Ms. Deborah Bosch has been a special treasure in our community for a number of years now. She has a deep, sympathetic understanding for children and knows how to use art and music to help them express their feelings and frustrations; she brings out the creativity of their hearts and souls.
Her final concert with our kids left us clapping and stomping to the beat of Turners guitar ensemble playing Texas Rock and Stevies Blues. Because so many farm and ranch families have left the land, our school is kept alive with eight foreign high school students this year plus children who are bussed out from the Harlem school. As a result we have a wide variety of talent.
The younger performers did Carmino Ravosas A Mud Puddle Jumped On Me and Frog and Toad Together plus Woody Guthries Mail Myself To You an African American folk song Chicka Hanka. Young boys in cowboy hats performed the cowboy song Pickup Man aided by three girls. We enjoyed Little Pigs Jive and Yankee Doodle Dandy and the kids did too. They were performing with a real sense of joy. There were piano and vocal numbers and of course, the band. Michi from Germany played selections by Ludwig von Beethoven and Robert Schumann.
Ms. Bosch or Deb came to our community with a broken heart. Her heart has since healed. She has subbed as minister in our church and recently decided to go into the ministry full time. We are loosing a treasure and Debs church will benefit greatly.
In the worst way, Littleton, Colo., has lost its treasure too in the deaths of their children and our hearts go out to all of the bereaved. I personally am an advocate of The Little Red Schoolhouse, though any I attended were never painted red. I remember what a jolt it was to go from country to town school where at first I felt like a nonentity; lost in the big building with so many confusing rooms and lockers with combinations you must remember or you could never get the books for your next class and would be tardy and lose grade points. The larger the school the more it is structured and the more rules one must obey. Even your bladder is closely monitored and you need a P slip to go to the toilet. I can only imagine how demeaning it must be to be subjected to metal detectors, urine tests and even strip searches.

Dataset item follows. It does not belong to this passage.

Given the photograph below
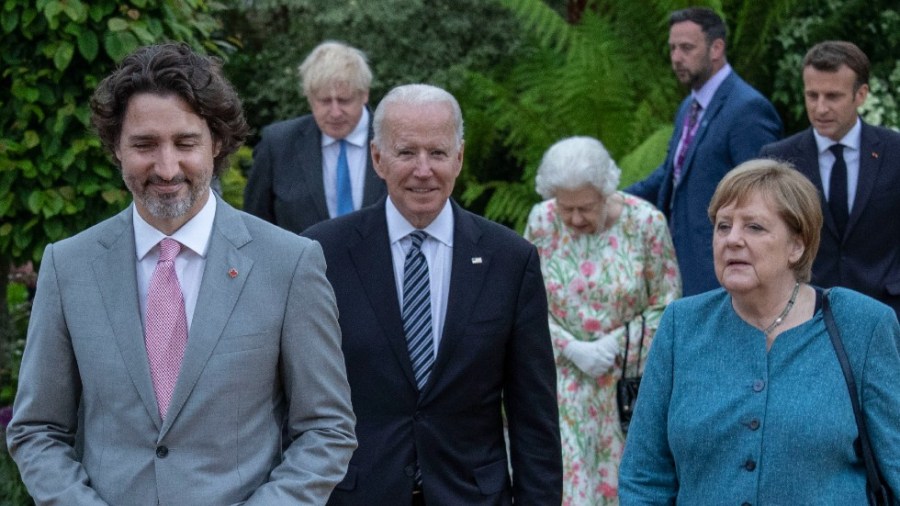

When the American West was settled every section of land had a school section. Perhaps may of our schools have become too large and are just impersonal institutions. We need to break them down with smaller schools serving each community (even within cities) where parents are involved and teachers can be hands-on educators who personally know and are a guiding light and a special treasure to each and every child.